Manjul Publishing House Pvt. Ltd (also known as Manjul Publications) is a publishing house in Bhopal, India. It is well known for the translations of the Harry Potter novels into Hindi. It was established in 1999.

== Major published books ==
Source:

- Harry Potter series
  - हैरी पॉटर और पारस पत्थर Harry Potter aur Paaras Pathar (November 2002)
(eng) Harry Potter and the Philosopher's Stone
  - हैरी पॉटर और रहस्यमयी तहख़ाना Harry Potter aur Rahasyamayi Tehkhana (July 2005)
(eng) Harry Potter and the Chamber of Secrets
  - हैरी पॉटर और अज़्काबान का क़ैदी Harry Potter aur Azkaabaan ka Qaidi (February 2006)
(eng) Harry Potter and the Prisoner of Azkaban
  - हैरी पॉटर और आग का प्याला Harry Potter aur Aag ka Pyaala (2006 July)
(eng) Harry Potter and the Goblet of Fire
  - हैरी पॉटर और मयापंछी का समूह Harry Potter aur Mayapanchhi ka Samooh (July 2007)
(eng) Harry Potter and the Order of the Phoenix
  - हैरी पॉटर और हाफ़ ब्लड प्रिंस Harry Potter aur Half-Blood Prince (September 2007)
(eng) Harry Potter and the Half-Blood Prince
  - हैरी पॉटर और मौत के तोहफ़े Harry Potter aur Maut Ke Tohfe (June 2008)
(eng) Harry Potter and the Deathly Hallows

----

Manjul Publishings also published some bestseller books like "The Dark Firefly" written by Parnika Shrotriya and "Daastan-e-Mughal-e-Azam", written by Rajkumar Keswani.

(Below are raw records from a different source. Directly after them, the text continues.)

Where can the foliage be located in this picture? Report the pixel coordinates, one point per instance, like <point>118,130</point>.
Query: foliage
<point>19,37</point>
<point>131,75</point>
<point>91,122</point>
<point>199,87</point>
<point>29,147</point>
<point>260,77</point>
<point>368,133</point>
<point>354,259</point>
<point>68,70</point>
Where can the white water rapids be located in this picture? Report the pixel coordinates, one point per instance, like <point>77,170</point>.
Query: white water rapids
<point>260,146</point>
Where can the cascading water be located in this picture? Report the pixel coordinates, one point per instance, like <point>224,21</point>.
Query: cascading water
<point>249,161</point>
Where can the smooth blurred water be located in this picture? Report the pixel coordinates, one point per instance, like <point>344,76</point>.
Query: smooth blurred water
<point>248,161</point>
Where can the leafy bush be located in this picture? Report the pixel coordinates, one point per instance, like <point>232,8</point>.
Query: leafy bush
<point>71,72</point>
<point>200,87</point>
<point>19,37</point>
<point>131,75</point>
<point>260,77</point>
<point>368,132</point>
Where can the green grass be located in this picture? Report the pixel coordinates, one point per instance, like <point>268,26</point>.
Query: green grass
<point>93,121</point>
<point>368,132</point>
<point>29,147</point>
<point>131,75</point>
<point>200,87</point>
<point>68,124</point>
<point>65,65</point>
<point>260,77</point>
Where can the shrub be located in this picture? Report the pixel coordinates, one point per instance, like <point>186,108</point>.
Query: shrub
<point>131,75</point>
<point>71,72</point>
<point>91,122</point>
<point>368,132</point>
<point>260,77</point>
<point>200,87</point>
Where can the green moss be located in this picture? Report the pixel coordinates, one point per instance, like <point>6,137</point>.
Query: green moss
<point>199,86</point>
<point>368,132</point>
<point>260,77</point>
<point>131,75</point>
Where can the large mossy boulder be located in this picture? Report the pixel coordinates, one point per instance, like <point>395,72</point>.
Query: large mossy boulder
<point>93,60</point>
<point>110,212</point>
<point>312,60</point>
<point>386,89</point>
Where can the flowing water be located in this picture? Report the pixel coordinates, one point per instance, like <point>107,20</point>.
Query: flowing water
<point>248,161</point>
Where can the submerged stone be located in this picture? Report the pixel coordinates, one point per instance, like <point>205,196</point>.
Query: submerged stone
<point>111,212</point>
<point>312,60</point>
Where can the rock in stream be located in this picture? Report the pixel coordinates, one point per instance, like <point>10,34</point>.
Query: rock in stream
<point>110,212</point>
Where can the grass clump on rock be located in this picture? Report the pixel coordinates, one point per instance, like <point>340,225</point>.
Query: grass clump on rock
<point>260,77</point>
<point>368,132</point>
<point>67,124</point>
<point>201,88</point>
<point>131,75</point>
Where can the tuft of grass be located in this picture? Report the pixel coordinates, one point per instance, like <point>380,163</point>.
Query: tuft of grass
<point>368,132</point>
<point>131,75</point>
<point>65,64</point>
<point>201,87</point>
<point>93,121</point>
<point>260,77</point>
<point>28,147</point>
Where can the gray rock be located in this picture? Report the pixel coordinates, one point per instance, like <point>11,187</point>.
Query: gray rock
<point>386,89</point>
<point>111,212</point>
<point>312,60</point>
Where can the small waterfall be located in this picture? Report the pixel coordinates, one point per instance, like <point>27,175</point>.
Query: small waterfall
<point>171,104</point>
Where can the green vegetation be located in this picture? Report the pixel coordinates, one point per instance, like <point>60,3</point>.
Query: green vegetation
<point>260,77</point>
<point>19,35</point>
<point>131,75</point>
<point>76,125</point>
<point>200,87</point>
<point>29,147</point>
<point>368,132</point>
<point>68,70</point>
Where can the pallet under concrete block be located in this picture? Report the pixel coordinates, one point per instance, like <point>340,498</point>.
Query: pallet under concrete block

== Harry Potter books in Hindi ==
In India, a significant number of children residing in urban areas and large towns are well acquainted with the fictional character of Harry Potter. However, not all children are proficient in reading international-style English, and some may only have been introduced to the character through Hindi dubbed movie adaptations. As a result, the accessibility and popularity of the Harry Potter franchise in India have been shaped by factors such as language proficiency and availability of translations. They want to read the books in Hindi. To reach these children, Manjul Publications published Harry Potter books in simple Hindi. The magic spells are translated into Sanskrit for effect, echoing the fact that in the English edition, spells are rendered in Latin.

The book covers of the Hindi series are identical to the covers of the American Scholastic edition, as stipulated by the rights owners.